I happily avoided Presumed Innocent and The Burden of Proof, but if Scott Turow's new one is anything to go by, then it has been my loss. Pleading Guilty bears the hallmarks of the blockbusting legal thriller - portentous title with a hint of moral questionability behind the corporate crispness - and trails an aggressive advertising campaign, so not much change there. Turow lights us through the murky, labyrinthine ways of legal and financial chicanery, drawing us into a treacle-thick plot that mixes embezzlement, conspiracy and high-risk opportunism.

In this twilit world there is no profit in being anything other than inside. It goes like this: Bert Kamin, mercurial lawyer and free spirit at the Kindle County firm of Gage and Griswell, has gone Awol with a booty of dollars 5.6m in tow, sequestered from a fund established to settle a huge air disaster action. Keen to hush up any whisper of scandal, the powers-that-be commission Mack Malloy, an exdrunk and partner on the slide, to go find Kamin and the missing millions.

'This is not an especially pretty story,' confesses Mack, our narrator, and it wouldn't be an especially compelling one were it not for Turow's overriding interest in character. Mack, you see, is a fallen man. Physically, he's not in great shape - his skin has that red, booze-mottled look, 'as if someone took a Brillo pad to my forehead and cheeks'. His heart's worse, 'stomped on, fevered and corrupted, and a brain that boils at night in a ferment of awful dreams'.

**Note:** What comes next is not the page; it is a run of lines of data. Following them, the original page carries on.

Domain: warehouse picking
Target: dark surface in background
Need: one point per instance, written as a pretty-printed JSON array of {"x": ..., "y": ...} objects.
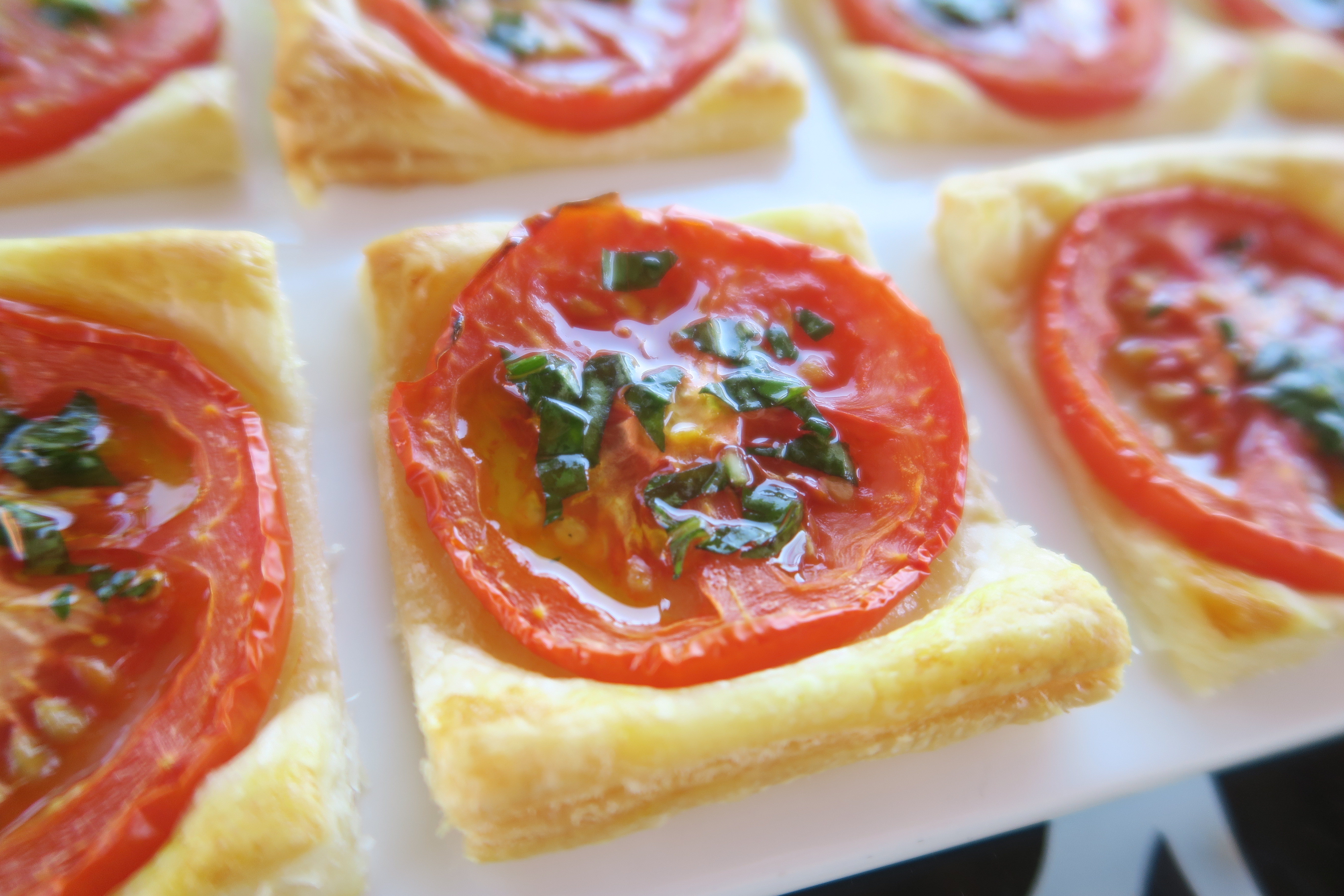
[
  {"x": 1003, "y": 866},
  {"x": 1288, "y": 815}
]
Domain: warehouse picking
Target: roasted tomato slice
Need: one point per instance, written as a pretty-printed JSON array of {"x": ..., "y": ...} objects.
[
  {"x": 144, "y": 594},
  {"x": 66, "y": 66},
  {"x": 1042, "y": 58},
  {"x": 1191, "y": 344},
  {"x": 569, "y": 65},
  {"x": 664, "y": 449}
]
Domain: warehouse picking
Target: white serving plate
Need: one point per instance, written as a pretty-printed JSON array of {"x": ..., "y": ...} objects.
[{"x": 796, "y": 835}]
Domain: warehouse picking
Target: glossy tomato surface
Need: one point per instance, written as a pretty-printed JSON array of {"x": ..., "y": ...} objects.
[
  {"x": 116, "y": 704},
  {"x": 596, "y": 592},
  {"x": 1191, "y": 344},
  {"x": 1041, "y": 58},
  {"x": 569, "y": 65},
  {"x": 62, "y": 76}
]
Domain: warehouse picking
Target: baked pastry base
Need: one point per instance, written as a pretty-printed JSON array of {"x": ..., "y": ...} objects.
[
  {"x": 525, "y": 758},
  {"x": 280, "y": 817},
  {"x": 179, "y": 134},
  {"x": 898, "y": 96},
  {"x": 353, "y": 104},
  {"x": 996, "y": 233}
]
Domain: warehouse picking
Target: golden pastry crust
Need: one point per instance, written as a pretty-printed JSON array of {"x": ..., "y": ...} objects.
[
  {"x": 353, "y": 104},
  {"x": 996, "y": 234},
  {"x": 179, "y": 134},
  {"x": 526, "y": 759},
  {"x": 218, "y": 295},
  {"x": 898, "y": 96}
]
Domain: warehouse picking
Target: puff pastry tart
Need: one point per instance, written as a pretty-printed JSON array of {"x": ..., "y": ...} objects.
[
  {"x": 1174, "y": 318},
  {"x": 171, "y": 715},
  {"x": 108, "y": 96},
  {"x": 1302, "y": 46},
  {"x": 1025, "y": 70},
  {"x": 398, "y": 92},
  {"x": 678, "y": 510}
]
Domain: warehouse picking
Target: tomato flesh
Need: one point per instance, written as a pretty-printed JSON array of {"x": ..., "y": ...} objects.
[
  {"x": 60, "y": 84},
  {"x": 1053, "y": 60},
  {"x": 113, "y": 711},
  {"x": 595, "y": 65},
  {"x": 1148, "y": 330},
  {"x": 596, "y": 592}
]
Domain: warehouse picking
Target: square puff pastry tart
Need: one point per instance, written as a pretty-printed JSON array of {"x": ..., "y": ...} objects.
[
  {"x": 179, "y": 134},
  {"x": 526, "y": 759},
  {"x": 996, "y": 234},
  {"x": 280, "y": 817},
  {"x": 890, "y": 95},
  {"x": 354, "y": 104}
]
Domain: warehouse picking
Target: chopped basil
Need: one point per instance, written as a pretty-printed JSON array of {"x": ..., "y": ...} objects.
[
  {"x": 678, "y": 488},
  {"x": 781, "y": 344},
  {"x": 650, "y": 398},
  {"x": 62, "y": 602},
  {"x": 1311, "y": 393},
  {"x": 725, "y": 338},
  {"x": 631, "y": 272},
  {"x": 33, "y": 535},
  {"x": 60, "y": 450},
  {"x": 975, "y": 14},
  {"x": 511, "y": 31},
  {"x": 814, "y": 324},
  {"x": 816, "y": 453}
]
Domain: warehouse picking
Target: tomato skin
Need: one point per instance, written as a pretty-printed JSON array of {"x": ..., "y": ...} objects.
[
  {"x": 1073, "y": 331},
  {"x": 61, "y": 85},
  {"x": 101, "y": 832},
  {"x": 714, "y": 31},
  {"x": 1050, "y": 81},
  {"x": 900, "y": 416}
]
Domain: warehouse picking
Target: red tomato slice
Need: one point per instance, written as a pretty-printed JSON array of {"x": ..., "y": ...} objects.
[
  {"x": 60, "y": 84},
  {"x": 1049, "y": 61},
  {"x": 173, "y": 687},
  {"x": 611, "y": 609},
  {"x": 1150, "y": 319},
  {"x": 597, "y": 65}
]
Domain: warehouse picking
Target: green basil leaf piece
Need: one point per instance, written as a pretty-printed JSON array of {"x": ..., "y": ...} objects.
[
  {"x": 631, "y": 272},
  {"x": 650, "y": 398},
  {"x": 781, "y": 343},
  {"x": 511, "y": 31},
  {"x": 726, "y": 338},
  {"x": 678, "y": 488},
  {"x": 33, "y": 535},
  {"x": 544, "y": 375},
  {"x": 816, "y": 453},
  {"x": 604, "y": 377},
  {"x": 10, "y": 422},
  {"x": 974, "y": 14},
  {"x": 60, "y": 450},
  {"x": 814, "y": 324},
  {"x": 561, "y": 477},
  {"x": 61, "y": 604}
]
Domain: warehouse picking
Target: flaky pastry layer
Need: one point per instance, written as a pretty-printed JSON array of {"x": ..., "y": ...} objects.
[
  {"x": 996, "y": 234},
  {"x": 280, "y": 817},
  {"x": 900, "y": 96},
  {"x": 179, "y": 134},
  {"x": 526, "y": 759},
  {"x": 353, "y": 104}
]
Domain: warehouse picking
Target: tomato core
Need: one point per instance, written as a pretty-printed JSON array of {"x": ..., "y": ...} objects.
[
  {"x": 1190, "y": 343},
  {"x": 597, "y": 590},
  {"x": 1039, "y": 58},
  {"x": 569, "y": 65},
  {"x": 143, "y": 632},
  {"x": 60, "y": 80}
]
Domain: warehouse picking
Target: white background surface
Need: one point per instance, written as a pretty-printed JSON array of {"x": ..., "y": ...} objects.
[{"x": 796, "y": 835}]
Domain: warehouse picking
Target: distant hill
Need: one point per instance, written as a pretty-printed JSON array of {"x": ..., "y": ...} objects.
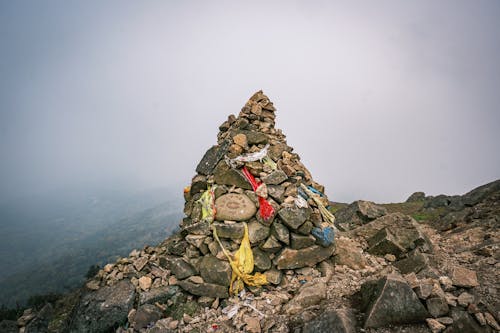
[{"x": 48, "y": 247}]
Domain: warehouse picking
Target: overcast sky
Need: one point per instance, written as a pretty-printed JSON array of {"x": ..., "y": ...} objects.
[{"x": 380, "y": 98}]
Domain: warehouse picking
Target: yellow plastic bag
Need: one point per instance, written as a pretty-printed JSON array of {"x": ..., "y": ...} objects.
[
  {"x": 207, "y": 202},
  {"x": 242, "y": 265}
]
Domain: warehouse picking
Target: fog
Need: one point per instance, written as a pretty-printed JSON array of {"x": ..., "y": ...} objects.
[{"x": 380, "y": 99}]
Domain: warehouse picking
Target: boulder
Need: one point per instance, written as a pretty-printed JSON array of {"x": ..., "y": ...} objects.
[
  {"x": 160, "y": 294},
  {"x": 291, "y": 259},
  {"x": 211, "y": 158},
  {"x": 463, "y": 277},
  {"x": 416, "y": 196},
  {"x": 358, "y": 213},
  {"x": 390, "y": 300},
  {"x": 463, "y": 322},
  {"x": 104, "y": 309},
  {"x": 335, "y": 321},
  {"x": 309, "y": 294},
  {"x": 234, "y": 207},
  {"x": 293, "y": 216},
  {"x": 216, "y": 271},
  {"x": 204, "y": 289}
]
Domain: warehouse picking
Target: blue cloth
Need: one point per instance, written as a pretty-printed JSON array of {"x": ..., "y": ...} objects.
[{"x": 324, "y": 237}]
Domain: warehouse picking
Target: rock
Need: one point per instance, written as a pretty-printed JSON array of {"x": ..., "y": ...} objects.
[
  {"x": 281, "y": 233},
  {"x": 464, "y": 299},
  {"x": 180, "y": 268},
  {"x": 407, "y": 232},
  {"x": 335, "y": 321},
  {"x": 463, "y": 322},
  {"x": 140, "y": 263},
  {"x": 277, "y": 192},
  {"x": 414, "y": 262},
  {"x": 490, "y": 320},
  {"x": 480, "y": 318},
  {"x": 204, "y": 289},
  {"x": 145, "y": 282},
  {"x": 384, "y": 242},
  {"x": 390, "y": 300},
  {"x": 253, "y": 324},
  {"x": 349, "y": 253},
  {"x": 293, "y": 216},
  {"x": 240, "y": 140},
  {"x": 463, "y": 277},
  {"x": 323, "y": 236},
  {"x": 213, "y": 270},
  {"x": 160, "y": 294},
  {"x": 234, "y": 207},
  {"x": 211, "y": 158},
  {"x": 275, "y": 178},
  {"x": 446, "y": 283},
  {"x": 416, "y": 196},
  {"x": 225, "y": 175},
  {"x": 261, "y": 260},
  {"x": 273, "y": 276},
  {"x": 299, "y": 241},
  {"x": 271, "y": 245},
  {"x": 145, "y": 316},
  {"x": 254, "y": 137},
  {"x": 424, "y": 289},
  {"x": 437, "y": 306},
  {"x": 291, "y": 259},
  {"x": 229, "y": 230},
  {"x": 104, "y": 309},
  {"x": 8, "y": 326},
  {"x": 358, "y": 213},
  {"x": 257, "y": 232},
  {"x": 309, "y": 294},
  {"x": 435, "y": 325}
]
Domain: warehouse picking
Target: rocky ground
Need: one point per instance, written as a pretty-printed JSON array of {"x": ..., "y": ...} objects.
[{"x": 427, "y": 265}]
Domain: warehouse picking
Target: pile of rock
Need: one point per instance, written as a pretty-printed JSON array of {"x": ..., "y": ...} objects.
[{"x": 282, "y": 241}]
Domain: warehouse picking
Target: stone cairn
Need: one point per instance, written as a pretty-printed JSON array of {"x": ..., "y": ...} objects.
[{"x": 284, "y": 211}]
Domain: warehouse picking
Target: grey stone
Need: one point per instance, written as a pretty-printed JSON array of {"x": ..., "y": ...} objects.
[
  {"x": 161, "y": 294},
  {"x": 309, "y": 294},
  {"x": 204, "y": 289},
  {"x": 281, "y": 232},
  {"x": 300, "y": 241},
  {"x": 277, "y": 192},
  {"x": 305, "y": 228},
  {"x": 390, "y": 300},
  {"x": 437, "y": 306},
  {"x": 229, "y": 230},
  {"x": 293, "y": 216},
  {"x": 414, "y": 262},
  {"x": 211, "y": 158},
  {"x": 213, "y": 270},
  {"x": 180, "y": 268},
  {"x": 291, "y": 259},
  {"x": 271, "y": 245},
  {"x": 335, "y": 321},
  {"x": 234, "y": 207},
  {"x": 225, "y": 175},
  {"x": 104, "y": 309},
  {"x": 463, "y": 322},
  {"x": 257, "y": 232},
  {"x": 145, "y": 315},
  {"x": 275, "y": 178},
  {"x": 416, "y": 196},
  {"x": 384, "y": 242},
  {"x": 358, "y": 213},
  {"x": 273, "y": 276},
  {"x": 261, "y": 260}
]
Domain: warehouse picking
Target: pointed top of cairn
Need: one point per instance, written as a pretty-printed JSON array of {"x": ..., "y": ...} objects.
[{"x": 251, "y": 193}]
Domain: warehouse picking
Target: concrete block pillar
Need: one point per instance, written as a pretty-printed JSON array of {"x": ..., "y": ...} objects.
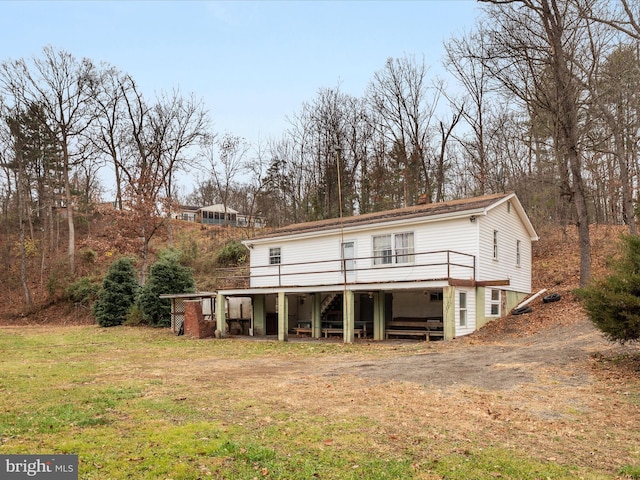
[
  {"x": 348, "y": 315},
  {"x": 316, "y": 315},
  {"x": 449, "y": 312},
  {"x": 221, "y": 316},
  {"x": 378, "y": 316},
  {"x": 259, "y": 315},
  {"x": 283, "y": 317}
]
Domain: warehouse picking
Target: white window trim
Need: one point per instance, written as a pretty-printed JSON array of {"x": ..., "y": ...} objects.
[
  {"x": 495, "y": 245},
  {"x": 273, "y": 256},
  {"x": 462, "y": 309},
  {"x": 493, "y": 302},
  {"x": 378, "y": 259}
]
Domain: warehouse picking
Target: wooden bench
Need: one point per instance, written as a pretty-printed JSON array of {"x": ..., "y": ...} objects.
[
  {"x": 328, "y": 331},
  {"x": 429, "y": 327},
  {"x": 303, "y": 327}
]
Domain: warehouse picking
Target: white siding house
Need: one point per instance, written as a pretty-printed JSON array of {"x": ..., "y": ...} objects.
[{"x": 464, "y": 262}]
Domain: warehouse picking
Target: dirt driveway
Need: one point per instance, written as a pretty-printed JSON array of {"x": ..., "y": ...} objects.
[{"x": 560, "y": 393}]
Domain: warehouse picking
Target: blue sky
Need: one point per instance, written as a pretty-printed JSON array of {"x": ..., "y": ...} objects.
[{"x": 252, "y": 62}]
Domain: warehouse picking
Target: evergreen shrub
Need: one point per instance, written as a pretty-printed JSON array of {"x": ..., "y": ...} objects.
[
  {"x": 118, "y": 293},
  {"x": 167, "y": 275},
  {"x": 233, "y": 253},
  {"x": 613, "y": 303}
]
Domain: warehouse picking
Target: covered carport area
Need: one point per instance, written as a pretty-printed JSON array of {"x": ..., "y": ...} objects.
[{"x": 280, "y": 310}]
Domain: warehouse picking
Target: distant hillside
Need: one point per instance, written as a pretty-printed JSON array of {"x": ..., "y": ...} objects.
[{"x": 99, "y": 242}]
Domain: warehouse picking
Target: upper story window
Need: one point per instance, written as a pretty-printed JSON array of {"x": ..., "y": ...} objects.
[
  {"x": 275, "y": 257},
  {"x": 404, "y": 247},
  {"x": 382, "y": 253},
  {"x": 495, "y": 302},
  {"x": 462, "y": 308},
  {"x": 393, "y": 248}
]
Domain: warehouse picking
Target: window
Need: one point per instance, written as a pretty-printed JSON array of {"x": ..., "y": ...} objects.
[
  {"x": 348, "y": 255},
  {"x": 275, "y": 257},
  {"x": 404, "y": 247},
  {"x": 435, "y": 297},
  {"x": 462, "y": 308},
  {"x": 495, "y": 303},
  {"x": 382, "y": 253},
  {"x": 397, "y": 248}
]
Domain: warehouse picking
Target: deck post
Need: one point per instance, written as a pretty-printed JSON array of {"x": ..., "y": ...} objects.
[
  {"x": 348, "y": 316},
  {"x": 316, "y": 315},
  {"x": 283, "y": 317},
  {"x": 449, "y": 312},
  {"x": 378, "y": 316},
  {"x": 221, "y": 316},
  {"x": 259, "y": 315}
]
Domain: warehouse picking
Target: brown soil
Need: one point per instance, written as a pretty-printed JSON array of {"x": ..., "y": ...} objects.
[{"x": 546, "y": 384}]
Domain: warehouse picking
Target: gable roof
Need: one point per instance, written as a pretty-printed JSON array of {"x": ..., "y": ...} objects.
[
  {"x": 450, "y": 209},
  {"x": 218, "y": 207}
]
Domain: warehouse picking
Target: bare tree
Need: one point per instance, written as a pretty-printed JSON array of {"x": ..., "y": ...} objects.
[
  {"x": 399, "y": 95},
  {"x": 62, "y": 85},
  {"x": 533, "y": 50},
  {"x": 227, "y": 159}
]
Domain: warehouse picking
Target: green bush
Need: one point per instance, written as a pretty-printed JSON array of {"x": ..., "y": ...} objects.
[
  {"x": 118, "y": 294},
  {"x": 233, "y": 253},
  {"x": 165, "y": 276},
  {"x": 613, "y": 303},
  {"x": 82, "y": 291},
  {"x": 88, "y": 256},
  {"x": 134, "y": 316}
]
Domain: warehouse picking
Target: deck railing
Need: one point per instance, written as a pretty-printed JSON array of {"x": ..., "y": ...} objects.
[{"x": 423, "y": 266}]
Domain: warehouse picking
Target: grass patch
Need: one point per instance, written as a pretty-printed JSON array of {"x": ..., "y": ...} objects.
[{"x": 142, "y": 403}]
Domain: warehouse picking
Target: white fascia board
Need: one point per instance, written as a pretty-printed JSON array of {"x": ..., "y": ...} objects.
[
  {"x": 524, "y": 218},
  {"x": 370, "y": 226}
]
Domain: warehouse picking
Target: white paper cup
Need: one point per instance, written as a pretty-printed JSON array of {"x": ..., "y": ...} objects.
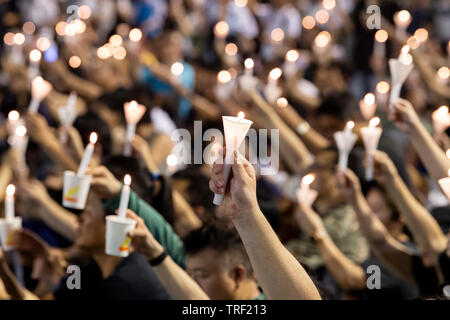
[
  {"x": 8, "y": 230},
  {"x": 75, "y": 190},
  {"x": 117, "y": 241}
]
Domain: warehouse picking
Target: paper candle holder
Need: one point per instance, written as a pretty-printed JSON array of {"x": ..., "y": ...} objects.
[
  {"x": 75, "y": 190},
  {"x": 8, "y": 229},
  {"x": 117, "y": 242},
  {"x": 235, "y": 130}
]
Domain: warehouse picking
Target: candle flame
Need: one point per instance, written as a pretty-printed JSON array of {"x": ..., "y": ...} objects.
[
  {"x": 369, "y": 99},
  {"x": 93, "y": 138},
  {"x": 308, "y": 179},
  {"x": 249, "y": 64},
  {"x": 13, "y": 115},
  {"x": 282, "y": 102},
  {"x": 275, "y": 73},
  {"x": 374, "y": 122},
  {"x": 21, "y": 131},
  {"x": 10, "y": 190}
]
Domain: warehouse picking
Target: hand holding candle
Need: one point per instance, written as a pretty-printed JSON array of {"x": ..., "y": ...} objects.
[
  {"x": 133, "y": 113},
  {"x": 39, "y": 90},
  {"x": 235, "y": 130},
  {"x": 87, "y": 155},
  {"x": 345, "y": 140},
  {"x": 371, "y": 136},
  {"x": 305, "y": 195}
]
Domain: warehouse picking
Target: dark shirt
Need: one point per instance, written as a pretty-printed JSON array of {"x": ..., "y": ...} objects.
[{"x": 133, "y": 279}]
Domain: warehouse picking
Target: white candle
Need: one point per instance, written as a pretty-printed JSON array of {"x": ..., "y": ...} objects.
[
  {"x": 9, "y": 202},
  {"x": 368, "y": 106},
  {"x": 124, "y": 197},
  {"x": 371, "y": 136},
  {"x": 87, "y": 155},
  {"x": 235, "y": 129}
]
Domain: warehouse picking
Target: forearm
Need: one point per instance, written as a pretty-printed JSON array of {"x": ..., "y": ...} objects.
[
  {"x": 430, "y": 153},
  {"x": 347, "y": 274},
  {"x": 177, "y": 282},
  {"x": 13, "y": 287},
  {"x": 280, "y": 275},
  {"x": 423, "y": 226}
]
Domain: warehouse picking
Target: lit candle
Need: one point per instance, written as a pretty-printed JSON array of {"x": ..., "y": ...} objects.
[
  {"x": 305, "y": 195},
  {"x": 371, "y": 136},
  {"x": 133, "y": 113},
  {"x": 87, "y": 155},
  {"x": 290, "y": 63},
  {"x": 247, "y": 81},
  {"x": 124, "y": 197},
  {"x": 224, "y": 84},
  {"x": 368, "y": 106},
  {"x": 379, "y": 45},
  {"x": 441, "y": 120},
  {"x": 235, "y": 130},
  {"x": 9, "y": 202},
  {"x": 271, "y": 91},
  {"x": 345, "y": 140},
  {"x": 40, "y": 88},
  {"x": 402, "y": 19}
]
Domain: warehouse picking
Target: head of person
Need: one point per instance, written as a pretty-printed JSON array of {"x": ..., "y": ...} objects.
[
  {"x": 90, "y": 235},
  {"x": 332, "y": 114},
  {"x": 217, "y": 260}
]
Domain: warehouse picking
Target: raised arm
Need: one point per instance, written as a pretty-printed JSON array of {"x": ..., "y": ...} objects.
[
  {"x": 392, "y": 252},
  {"x": 426, "y": 231},
  {"x": 280, "y": 275},
  {"x": 177, "y": 282}
]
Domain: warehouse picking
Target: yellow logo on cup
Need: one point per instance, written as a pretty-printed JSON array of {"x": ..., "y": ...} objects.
[
  {"x": 125, "y": 244},
  {"x": 71, "y": 193}
]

Emotionally, he's had the full works: the pious Catholic mother who flayed him with her sharp tongue; the fireman father who shamed the family by pocketing loot from the infernos he was sent to extinguish. Once a policeman, he left the force in disgrace after shopping his partner. Once a husband, his marriage fell apart when his wife left him for another woman. Add to all that a loathsome layabout of a son (neither parent wanted him) and you've got one of the most world-weary creatures in thriller fiction since Ross Macdonald's Lew Archer hauled his sorry ass round the block. 'If I start counting the endeavours in this life at which I've failed,' he says into his tape-recorder, 'I'll burn out the batteries on this thing.' He's not kidding.

Nearing 50, Mack seems to have outlived his usefulness to the firm, kept on as an 'act of enduring sentiment'. This new brief, however, brings out something like the dogged best in him. Inquiring after the errant lawyer down at the Russian Baths he runs up against some fairly hostile vibes and takes away a nasty little rash - all true to form so far.

But then he discovers something nasty in Kamin's refrigerator, and it's not a yogurt past its sell-by date. A close encounter with his ex-partner 'Pigeyes', who is still crazy for vengeance, complicates his investigation even further. Soon enough, Mack is embroiled in a perplexing scrum of fixed basketball games, offshore bank accounts and some fiercely divided loyalties within the firm itself. Indeed, the deeper Mack's involvement in the case, the more evident it becomes that his unsuspected talent for sleuthing is decidedly non grata within the orbit of Gage and Griswell.

Turow is always one step ahead of the reader, but he keeps faith with character as the motor of the novel. (One of the great stupidities of The Firm was the hero's pathetic inability to work out who was bankrolling his glitzy lifestyle. The plot roars ahead, while the characters limp in its wake.) It is the flaws, fatal or otherwise, of Turow's terrific cast that speed the tale to its crisis. Mack himself joins an august tradition of Narrator as Screwed-up Catholic (some may wonder if there's any other kind), pricked by conscience yet spurred to take his own slice of the pie amid all this white-collar piracy. (I loved the image, incidentally, of one exec's office being 'so vast that when I walked in he actually waved.')

Pleading Guilty holds a mirror up to corporate America, and the reflection spells greed. 'So much of life is will,' Mack reflects at one point, and it's not the least part of the book's triumph that Turow has conjured an all-too-plausible impression of characters thinking - and thieving - for themselves.